Kenanga Research & Investment

Velesto Energy Berhad - FY19 Stages Turnaround to Profit

kiasutrader
Publish date: Wed, 26 Feb 2020, 09:59 AM

FY19 results managed a turnaround from losses, slightly beating our expectations, thanks to healthier drilling rig utilisation (80% vs 73%). Moving forward, with all rigs expected to be utilised throughout 2020, we believe FY20 will be an even stronger year. Possible renegotiation of higher charter rates could also act as further catalyst. Maintain OUTPERFORM with TP of RM0.43.

Above our expectation, but below market’s. VELESTO recorded FY19 core net profit of RM32m, exceeding our forecast by 8% due to slightly better-than-expected margins. However, results came in below market’s expectations, making up only 74% of consensus estimate. We suspect this could be due to market’s overestimation of VELESTO’s drilling rig utilisation rates during the year. Meanwhile, no dividends were announced, as expected.

FY19 turning to black, but weaker 4QFY19. VELESTO managed to turn around in FY19 from losses last year, thanks to healthier rig utilisation (80% vs 73%). 4QFY19 posted core net profit of RM8.1m – a steep decline both YoY and QoQ. The poorer quarterly results were due to lower rig utilisations of 86% versus 92% in 3QFY19 and 91% in 4QFY18, as two of its rigs (namely Naga 3 and 7) underwent their mandatory five-yearly Special Periodic Survey (SPS).

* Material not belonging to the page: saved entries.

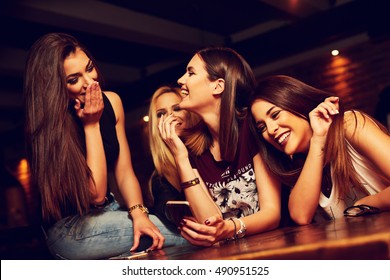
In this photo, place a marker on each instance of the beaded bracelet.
(190, 183)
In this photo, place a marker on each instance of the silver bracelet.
(241, 232)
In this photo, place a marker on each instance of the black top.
(162, 192)
(107, 129)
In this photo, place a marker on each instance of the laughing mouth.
(283, 138)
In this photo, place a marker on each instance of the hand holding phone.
(176, 210)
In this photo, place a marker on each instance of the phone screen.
(177, 210)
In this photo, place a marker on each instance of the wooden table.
(346, 238)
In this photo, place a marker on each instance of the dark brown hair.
(300, 99)
(225, 63)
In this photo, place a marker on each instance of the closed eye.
(160, 114)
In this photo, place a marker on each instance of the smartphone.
(176, 210)
(132, 256)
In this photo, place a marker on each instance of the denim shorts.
(101, 234)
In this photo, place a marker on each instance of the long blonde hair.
(163, 159)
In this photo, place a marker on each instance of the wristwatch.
(241, 232)
(138, 206)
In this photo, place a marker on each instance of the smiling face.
(168, 103)
(198, 90)
(79, 72)
(284, 130)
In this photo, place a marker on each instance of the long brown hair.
(225, 63)
(54, 145)
(300, 99)
(163, 159)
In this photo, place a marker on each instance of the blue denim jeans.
(100, 234)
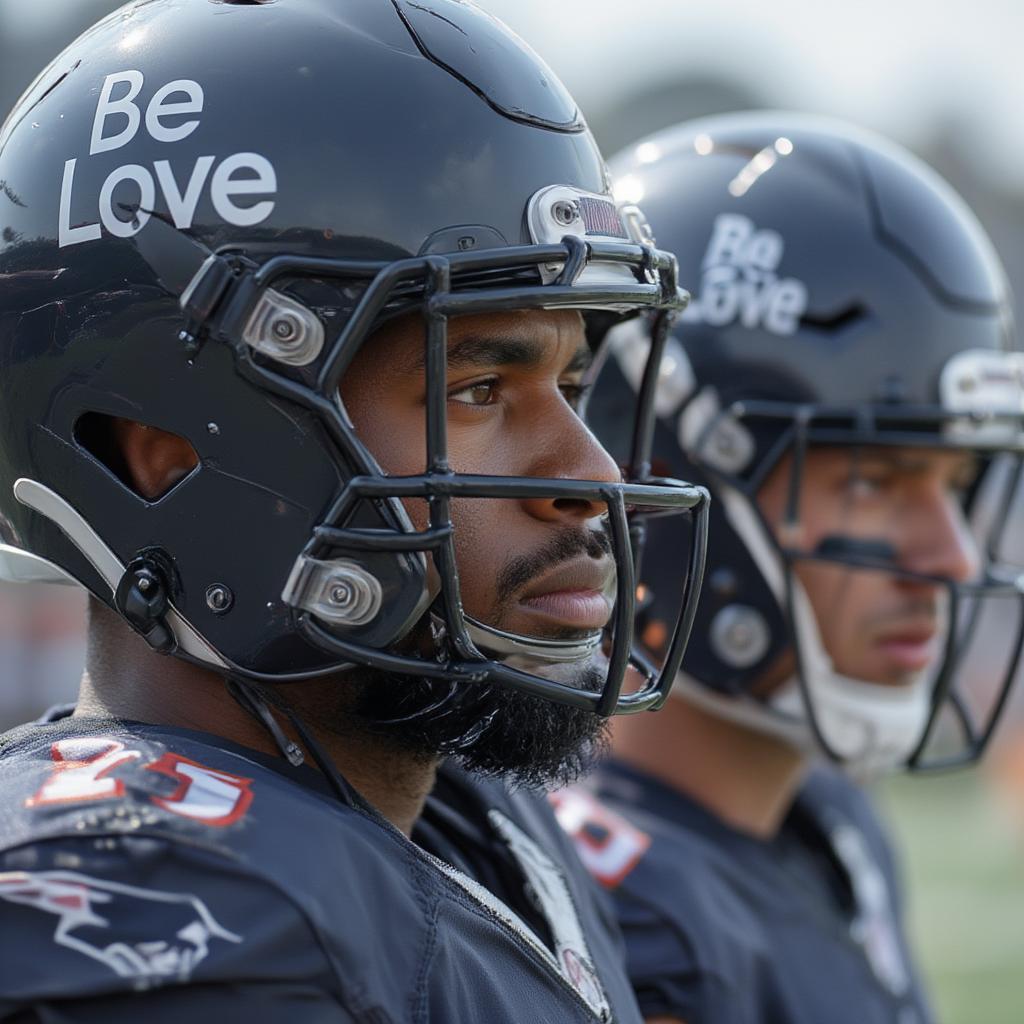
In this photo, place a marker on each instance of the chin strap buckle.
(142, 600)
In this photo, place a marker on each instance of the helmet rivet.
(564, 212)
(218, 598)
(739, 636)
(284, 330)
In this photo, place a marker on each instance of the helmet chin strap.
(496, 641)
(871, 727)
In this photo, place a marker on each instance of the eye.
(866, 485)
(573, 393)
(477, 393)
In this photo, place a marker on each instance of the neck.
(744, 777)
(125, 679)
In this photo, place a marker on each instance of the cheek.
(486, 532)
(842, 601)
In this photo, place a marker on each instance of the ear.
(155, 459)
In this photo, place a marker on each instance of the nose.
(565, 450)
(939, 542)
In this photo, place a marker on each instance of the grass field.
(964, 863)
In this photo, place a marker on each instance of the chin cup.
(142, 600)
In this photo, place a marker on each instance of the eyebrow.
(905, 463)
(483, 352)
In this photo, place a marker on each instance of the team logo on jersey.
(740, 282)
(128, 196)
(144, 935)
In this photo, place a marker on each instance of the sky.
(891, 65)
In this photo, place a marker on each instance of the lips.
(911, 647)
(576, 594)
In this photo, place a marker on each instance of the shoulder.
(130, 859)
(846, 813)
(682, 899)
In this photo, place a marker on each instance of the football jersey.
(136, 857)
(724, 928)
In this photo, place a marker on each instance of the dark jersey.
(722, 928)
(136, 857)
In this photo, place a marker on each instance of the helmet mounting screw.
(564, 212)
(284, 330)
(219, 598)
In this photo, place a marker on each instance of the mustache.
(565, 545)
(919, 609)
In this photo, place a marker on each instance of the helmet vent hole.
(148, 461)
(842, 320)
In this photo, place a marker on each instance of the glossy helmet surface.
(206, 209)
(843, 295)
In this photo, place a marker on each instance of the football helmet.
(206, 210)
(844, 295)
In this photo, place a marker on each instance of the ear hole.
(148, 461)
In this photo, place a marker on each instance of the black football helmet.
(843, 296)
(206, 209)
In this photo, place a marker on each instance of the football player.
(844, 384)
(297, 302)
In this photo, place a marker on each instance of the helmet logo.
(739, 280)
(117, 122)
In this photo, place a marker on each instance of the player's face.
(537, 566)
(876, 626)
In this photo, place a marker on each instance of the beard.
(491, 728)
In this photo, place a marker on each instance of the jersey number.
(608, 846)
(82, 771)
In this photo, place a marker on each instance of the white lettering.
(764, 251)
(754, 301)
(68, 236)
(105, 107)
(740, 280)
(140, 211)
(731, 231)
(719, 301)
(182, 207)
(224, 186)
(159, 108)
(117, 121)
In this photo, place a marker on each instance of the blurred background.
(944, 80)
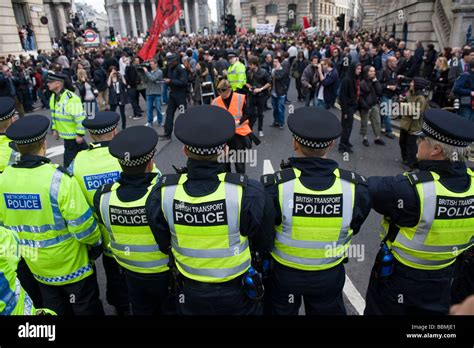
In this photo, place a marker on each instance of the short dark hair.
(254, 60)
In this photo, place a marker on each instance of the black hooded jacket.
(348, 97)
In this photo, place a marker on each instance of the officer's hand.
(464, 308)
(94, 252)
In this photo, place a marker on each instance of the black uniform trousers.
(321, 290)
(257, 104)
(229, 298)
(175, 100)
(409, 291)
(408, 147)
(116, 289)
(149, 293)
(463, 283)
(238, 142)
(346, 123)
(79, 298)
(71, 149)
(29, 283)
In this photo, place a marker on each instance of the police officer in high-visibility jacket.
(121, 208)
(67, 114)
(7, 112)
(208, 219)
(47, 209)
(236, 73)
(319, 208)
(428, 221)
(236, 105)
(94, 168)
(13, 298)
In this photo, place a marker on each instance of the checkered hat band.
(313, 144)
(103, 130)
(30, 140)
(8, 115)
(137, 161)
(205, 152)
(443, 138)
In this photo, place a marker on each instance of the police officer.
(428, 221)
(47, 209)
(14, 299)
(235, 103)
(121, 207)
(208, 218)
(236, 73)
(94, 168)
(67, 115)
(319, 208)
(7, 112)
(177, 81)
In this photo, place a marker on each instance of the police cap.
(134, 146)
(205, 129)
(7, 108)
(103, 122)
(314, 127)
(448, 128)
(56, 77)
(28, 130)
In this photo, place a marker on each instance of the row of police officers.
(206, 241)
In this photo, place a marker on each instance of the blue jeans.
(466, 112)
(387, 121)
(319, 103)
(156, 99)
(278, 104)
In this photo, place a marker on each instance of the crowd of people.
(358, 71)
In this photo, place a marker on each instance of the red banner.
(167, 12)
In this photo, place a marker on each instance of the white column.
(186, 17)
(134, 20)
(122, 21)
(196, 14)
(144, 23)
(153, 8)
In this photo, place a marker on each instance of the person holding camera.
(117, 93)
(154, 80)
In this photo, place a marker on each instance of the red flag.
(305, 23)
(167, 12)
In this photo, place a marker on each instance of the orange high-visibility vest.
(235, 108)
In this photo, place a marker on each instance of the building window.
(271, 9)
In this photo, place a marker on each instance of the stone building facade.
(440, 22)
(14, 13)
(133, 17)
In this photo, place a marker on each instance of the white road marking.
(55, 151)
(352, 294)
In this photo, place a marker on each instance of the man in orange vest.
(238, 145)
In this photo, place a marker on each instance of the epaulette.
(268, 179)
(284, 175)
(168, 180)
(419, 177)
(237, 179)
(352, 177)
(284, 164)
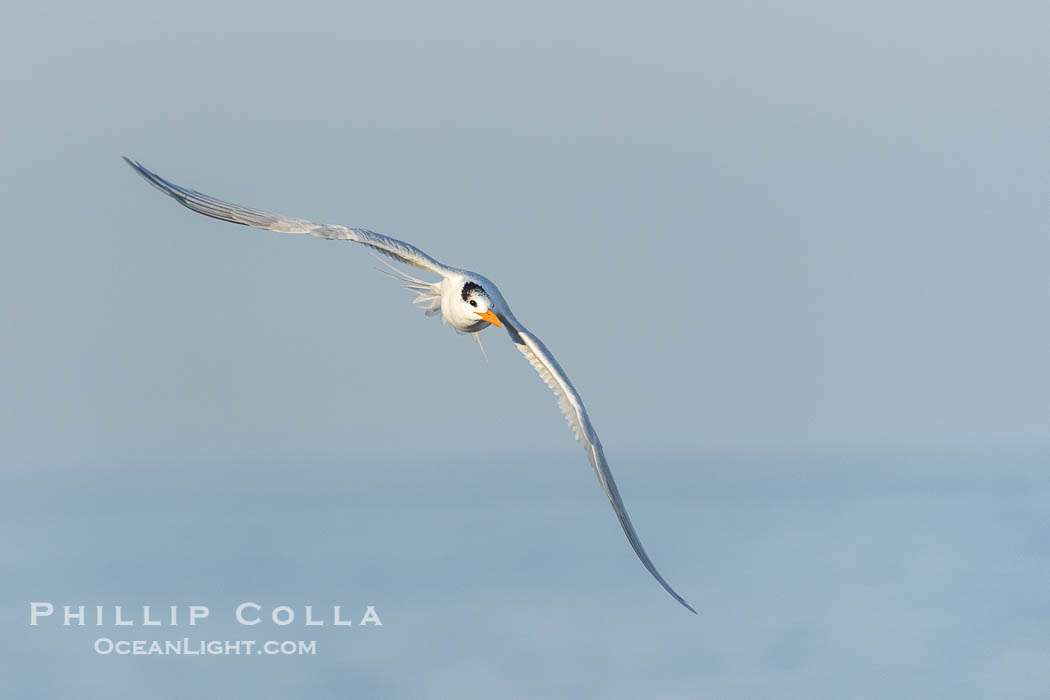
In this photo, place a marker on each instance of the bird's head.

An even stronger FY20 to come. Moving forward, VELESTO is set to post an even stronger year in FY20, as all seven of its rigs already have contracts at hand and will be utilised throughout the year. Meanwhile, a possible rate renegotiation with Petronas Carigali upon extension of contracts for rigs Naga 2, 3, 5 and 6 (existing firm period contracts set to expire in at around mid-FY20) could also act as another catalyst for the stock, should the renegotiated rates be higher than existing ones. We believe should a renegotiation take place, it would most likely be announced by end-2QFY20.

Maintain OUTPERFORM, with unchanged TP of RM0.43 pegged to 1.2x FY20E PBV – which is still close to -1.5SD below its 5-year mean valuations. Post-results, we made no changes to our FY20E forecasts, but introduce new FY21E numbers. Our forecasts are based on the assumptions of: (i) 90% rig utilisation, (ii) USD75k/day and USD77k/day daily charter rates for FY20 and FY21, respectively, and (iii) MYR/USD exchange rate of RM4.10/USD. We continue to like VELESTO given its clear earnings visibility for the next 1-2 years. Key catalysts would include continued earnings delivery, and the aforementioned renegotiation of rates, on top of further contract awards. The name is also an ESG-play within the oil and gas sector, being a constituent of the FTSE4GOOD index.

Risks to our call include: (i) poorer-than-expected rigs utilisation, (ii) weaker-than-expected charter rates, (iii) lower-than-expected margins, and (iv) stronger-than-expected Ringgit.